2. Opportunities To Win
Incentivizing the completion of challenges with the addition of a leaderboard fosters healthy competition amongst employees. If there are many employees, it may be valuable to make the target more achievable by offering level completion, such as bronze, silver, and gold, rather than a daunting leaderboard incentive.
3. Positive Association
Rewarding positive behaviors is the crux of gamification; sustaining engagement by motivating the learner’s next step turns behaviors into habits by associating them with positive outcomes. Your employees will be able to see a clear path to success, feeling recognized, driven, and goal orientated.

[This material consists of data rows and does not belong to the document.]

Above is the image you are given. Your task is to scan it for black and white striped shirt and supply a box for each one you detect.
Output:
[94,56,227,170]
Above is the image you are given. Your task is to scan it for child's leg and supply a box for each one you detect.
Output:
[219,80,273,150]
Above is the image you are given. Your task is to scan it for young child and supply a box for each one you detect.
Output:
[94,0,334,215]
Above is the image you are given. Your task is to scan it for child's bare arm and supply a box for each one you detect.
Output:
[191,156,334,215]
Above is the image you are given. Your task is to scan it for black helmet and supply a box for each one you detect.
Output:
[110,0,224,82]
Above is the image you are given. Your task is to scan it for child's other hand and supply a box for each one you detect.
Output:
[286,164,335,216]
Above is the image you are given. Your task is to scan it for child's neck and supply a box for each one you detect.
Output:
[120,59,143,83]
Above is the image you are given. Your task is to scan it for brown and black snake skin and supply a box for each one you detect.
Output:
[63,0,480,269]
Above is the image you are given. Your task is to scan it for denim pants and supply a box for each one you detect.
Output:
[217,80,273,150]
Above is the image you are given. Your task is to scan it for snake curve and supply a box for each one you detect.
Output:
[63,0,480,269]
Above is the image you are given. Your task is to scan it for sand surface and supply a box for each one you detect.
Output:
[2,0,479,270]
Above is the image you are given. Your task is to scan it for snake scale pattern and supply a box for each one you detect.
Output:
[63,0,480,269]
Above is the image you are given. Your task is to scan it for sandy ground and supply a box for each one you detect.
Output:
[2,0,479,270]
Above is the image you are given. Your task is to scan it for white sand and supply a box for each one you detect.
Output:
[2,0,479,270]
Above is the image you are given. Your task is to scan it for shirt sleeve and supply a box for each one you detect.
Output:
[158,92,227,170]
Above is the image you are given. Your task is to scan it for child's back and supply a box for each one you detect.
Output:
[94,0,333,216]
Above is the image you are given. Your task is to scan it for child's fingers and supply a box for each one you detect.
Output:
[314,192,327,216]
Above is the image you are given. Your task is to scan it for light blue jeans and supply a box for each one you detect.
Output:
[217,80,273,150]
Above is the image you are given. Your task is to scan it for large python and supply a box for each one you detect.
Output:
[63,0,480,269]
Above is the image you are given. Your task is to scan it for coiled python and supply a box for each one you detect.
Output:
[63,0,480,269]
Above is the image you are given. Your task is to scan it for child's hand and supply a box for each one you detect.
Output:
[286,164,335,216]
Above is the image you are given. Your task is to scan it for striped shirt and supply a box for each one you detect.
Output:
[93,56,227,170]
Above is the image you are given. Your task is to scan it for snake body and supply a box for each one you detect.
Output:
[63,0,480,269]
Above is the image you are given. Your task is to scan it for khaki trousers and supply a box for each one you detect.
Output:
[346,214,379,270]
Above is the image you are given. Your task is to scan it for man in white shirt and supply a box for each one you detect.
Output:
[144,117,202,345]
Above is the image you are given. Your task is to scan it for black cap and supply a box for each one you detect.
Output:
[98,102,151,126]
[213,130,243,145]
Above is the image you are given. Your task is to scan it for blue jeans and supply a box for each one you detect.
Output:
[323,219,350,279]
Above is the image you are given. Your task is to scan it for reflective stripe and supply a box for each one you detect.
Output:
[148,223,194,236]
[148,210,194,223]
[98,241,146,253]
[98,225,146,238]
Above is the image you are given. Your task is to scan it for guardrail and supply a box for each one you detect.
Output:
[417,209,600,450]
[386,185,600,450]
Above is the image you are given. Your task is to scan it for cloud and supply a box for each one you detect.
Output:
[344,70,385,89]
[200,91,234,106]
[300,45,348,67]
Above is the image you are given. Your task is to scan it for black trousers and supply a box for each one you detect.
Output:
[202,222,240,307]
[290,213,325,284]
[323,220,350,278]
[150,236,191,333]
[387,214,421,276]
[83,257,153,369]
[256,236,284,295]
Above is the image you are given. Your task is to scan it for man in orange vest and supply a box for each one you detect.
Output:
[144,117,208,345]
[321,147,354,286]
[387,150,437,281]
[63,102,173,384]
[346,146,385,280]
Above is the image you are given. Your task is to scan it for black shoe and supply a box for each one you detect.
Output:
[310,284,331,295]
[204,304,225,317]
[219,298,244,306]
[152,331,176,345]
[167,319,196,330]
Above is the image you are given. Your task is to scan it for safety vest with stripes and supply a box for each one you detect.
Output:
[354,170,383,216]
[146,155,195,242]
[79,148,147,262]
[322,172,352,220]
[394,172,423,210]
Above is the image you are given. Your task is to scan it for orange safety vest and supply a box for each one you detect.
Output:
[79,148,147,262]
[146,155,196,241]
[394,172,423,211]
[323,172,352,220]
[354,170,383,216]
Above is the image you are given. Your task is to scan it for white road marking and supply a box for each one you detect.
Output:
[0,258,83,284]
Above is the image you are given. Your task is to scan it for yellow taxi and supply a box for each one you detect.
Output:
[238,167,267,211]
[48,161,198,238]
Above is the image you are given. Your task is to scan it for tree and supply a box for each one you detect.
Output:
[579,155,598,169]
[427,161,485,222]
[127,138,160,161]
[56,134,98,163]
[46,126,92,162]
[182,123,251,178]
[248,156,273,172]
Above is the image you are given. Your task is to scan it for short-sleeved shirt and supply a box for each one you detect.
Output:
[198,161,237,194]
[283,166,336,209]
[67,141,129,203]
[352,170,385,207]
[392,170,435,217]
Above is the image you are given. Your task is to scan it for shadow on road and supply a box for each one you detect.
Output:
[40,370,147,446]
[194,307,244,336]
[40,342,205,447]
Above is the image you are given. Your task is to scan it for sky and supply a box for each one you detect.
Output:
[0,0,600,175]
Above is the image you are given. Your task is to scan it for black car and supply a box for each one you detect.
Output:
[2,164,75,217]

4. Appealing To All Learning Personalities
Remote learning via gamification will need to address the four VARK learning styles. Gamification naturally addresses the need for visual elements, and by adding sounds and narrative you can also appeal to learners who respond well to an aural learning style. Written materials, such as document downloads and transcripts, are engaging to read/write learner styles, and the very nature of remote learning is appealing to people who require a kinaesthetic mode of learning; your mobile-optimized LMS will allow them to physically move around while learning.
5. Real-Time Feedback
Employees are generally accustomed to annual work reviews, only learning how to better themselves once a year. By offering real-time in-game feedback to learners, you are providing constant performance reviews, giving them the opportunity to learn and train quickly and more productively.
Training and learning are crucial experiences in all workplaces and shouldn’t be an after-thought; training should be the backbone of your organization, supporting employees from their very first day to developing their skillset with self-learning or defined learning objectives. By gamifying your training you can easily provide your employees and colleagues with the confidence to learn, ultimately increasing your business’s bottom line.
In-person training may become part of a blended learning journey post-coronavirus, but we have moved on; there is no benefit to exclusively returning to an old and tired learning model when we are now able to offer a highly motivating and intuitive way of engaging our learners with gamified learning through a cloud-based LMS.